Carlos Ruiz Zafon to autor, którego należy doceniać i który rzeczywiście został bardzo doceniony. Niemal cały czas gdzieś się pojawia. Ja ciągle miałam opory przed sięgnięciem po Jego twórczość. Potem trafiłam na Jego opowieści młodzieżowe i przeczytałam wszystkie. Bardzo mi się podobały, a szczególnie ich mroczny klimat i tajemnice.
Jednak nadal jakoś średnio chciało mi się po ,,Cień wiatru". Ale ostatecznie zmotywowały mnie 2 rzeczy. Chciałam przeczytać coś bardziej wybitnego no i wydawnictwo chciało mi podesłać 4 tom, więc stwierdziłam, że będzie to dobry powód by w końcu zabrać się za książki Zafona.
Tak więc w końcu w moje łapki wpadły Jego książki, brakuje mi jeszcze 3 tomu, ale zdobędę!
Historia już od pierwszych stron zaczyna się naprawdę bardzo intrygująco i powiedziałabym z bardzo pikantnymi dodatkami, co mnie bardzo zaskoczyło, więc książka zapowiadała się naprawdę ciekawie. Niestety im dalej w las tym gorzej. Powieść z każdymi 40 stronami robiła się coraz bardziej nudna, spłowiała i traciła co chwila główny wątek.
Głównym wątkiem była historia pewnej książki, na którą nasz główny bohater jako mały chłopiec trafił w księgarni. Potem przychodzi jakiś ziomek i żąda aby mu ją oddał tylko po to by mógł ją spalić i tu na dobrą sprawę robi się znów ciekawie, podążamy za prawdą by zaraz znów wylecieć z głównego wątku tylko po to by poczytać sobie o nudnym życiu i rozterkach głównego bohatera. Był nawet dłuższy moment, gdzie nie wracaliśmy do tematu książki i już zaczynałam sądzić, że autor zapomniał o tym.
No niestety powieść mnie nie zachwyciła, ale...

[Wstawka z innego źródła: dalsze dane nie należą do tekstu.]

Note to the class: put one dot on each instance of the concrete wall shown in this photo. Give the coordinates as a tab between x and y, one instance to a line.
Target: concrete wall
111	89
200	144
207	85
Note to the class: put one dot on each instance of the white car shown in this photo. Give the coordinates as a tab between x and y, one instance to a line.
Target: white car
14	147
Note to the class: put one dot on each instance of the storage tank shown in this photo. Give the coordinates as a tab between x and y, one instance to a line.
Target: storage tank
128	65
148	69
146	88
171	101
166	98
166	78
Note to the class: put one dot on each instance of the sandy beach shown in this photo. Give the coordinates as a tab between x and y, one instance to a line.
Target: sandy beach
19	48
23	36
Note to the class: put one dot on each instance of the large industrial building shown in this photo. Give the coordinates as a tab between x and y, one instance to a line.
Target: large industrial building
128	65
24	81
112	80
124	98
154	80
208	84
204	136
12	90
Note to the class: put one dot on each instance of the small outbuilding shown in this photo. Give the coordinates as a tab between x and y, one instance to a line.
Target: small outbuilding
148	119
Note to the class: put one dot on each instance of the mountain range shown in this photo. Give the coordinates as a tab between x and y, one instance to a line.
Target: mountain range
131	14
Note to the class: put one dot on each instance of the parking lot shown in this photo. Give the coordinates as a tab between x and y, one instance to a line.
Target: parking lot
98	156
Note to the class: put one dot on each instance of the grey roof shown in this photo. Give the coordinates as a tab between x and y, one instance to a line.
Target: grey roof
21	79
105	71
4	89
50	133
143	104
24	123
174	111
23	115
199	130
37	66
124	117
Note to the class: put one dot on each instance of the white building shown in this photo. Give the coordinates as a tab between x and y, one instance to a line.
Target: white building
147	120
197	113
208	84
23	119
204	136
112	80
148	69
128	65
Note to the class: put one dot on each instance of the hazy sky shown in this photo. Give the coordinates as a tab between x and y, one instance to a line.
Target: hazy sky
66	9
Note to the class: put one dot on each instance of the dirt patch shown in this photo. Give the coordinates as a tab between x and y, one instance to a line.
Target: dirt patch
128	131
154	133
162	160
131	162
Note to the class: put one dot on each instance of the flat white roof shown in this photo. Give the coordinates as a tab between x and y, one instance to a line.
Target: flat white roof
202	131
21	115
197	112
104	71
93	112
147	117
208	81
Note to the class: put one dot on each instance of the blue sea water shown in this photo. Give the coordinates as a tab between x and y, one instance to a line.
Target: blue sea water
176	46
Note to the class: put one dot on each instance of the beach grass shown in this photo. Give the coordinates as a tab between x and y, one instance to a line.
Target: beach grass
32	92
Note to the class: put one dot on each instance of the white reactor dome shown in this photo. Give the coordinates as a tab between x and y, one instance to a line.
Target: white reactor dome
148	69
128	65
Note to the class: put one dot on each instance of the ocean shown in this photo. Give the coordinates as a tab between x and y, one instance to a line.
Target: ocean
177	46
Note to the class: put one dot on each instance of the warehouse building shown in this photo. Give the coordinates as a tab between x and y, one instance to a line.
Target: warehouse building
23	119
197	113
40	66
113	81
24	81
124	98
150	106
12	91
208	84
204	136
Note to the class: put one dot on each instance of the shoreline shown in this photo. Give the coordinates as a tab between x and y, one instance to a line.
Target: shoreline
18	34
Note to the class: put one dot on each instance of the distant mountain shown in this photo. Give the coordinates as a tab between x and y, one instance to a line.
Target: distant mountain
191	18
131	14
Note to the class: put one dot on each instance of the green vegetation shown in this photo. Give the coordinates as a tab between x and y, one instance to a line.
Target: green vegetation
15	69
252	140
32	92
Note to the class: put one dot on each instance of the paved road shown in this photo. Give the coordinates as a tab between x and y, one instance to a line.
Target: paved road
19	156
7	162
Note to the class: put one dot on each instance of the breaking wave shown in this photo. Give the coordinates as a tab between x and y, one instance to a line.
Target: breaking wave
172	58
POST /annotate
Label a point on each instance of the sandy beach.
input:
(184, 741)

Doceniam ją za inne rzeczy.
Po pierwsze: za ten piękny język autora. Książkę czyta się niemal poetycko. Te wszystkie zwroty, mądre przemyślenia i bogaty język to raj dla szarych komórek. Naprawdę rozpływam się nad stylem Zafona. Mam zaznaczone mnóstwo cytatów. A jeden z nich totalnie mnie rozwalił. ⬇
"W chwili kiedy zastanawiasz się czy kogoś kochasz, przestałeś już g kochać na zawsze."
A po drugie: zachwycił mnie klimat powieści. Akcja toczy się w Barcelonie, więc to już jest samo w sobie ciekawe. Najbardziej jestem zauroczona miłością w tej powieści. To były czasy kiedy zabiegało się o kobietę w inny sposób, w ogóle myślało się i traktowało je inaczej (albo mi się zdaje). Ale te wszystkie romantyczne wątki i to jak bohaterowie (mężczyźni) ubiegali się o względy kobiety było urocze.
Tak, więc książka mnie trochę wymęczyła, bo czytałam ją ponad 2 tyg., fabuła była słaba, ale i tak nie żałuję, że po nią sięgnęłam i mam zamiar kontynuować przygodę z Zafonem. Mam nadzieję, że dalsze tytuły bardziej przypadną mi do gustu.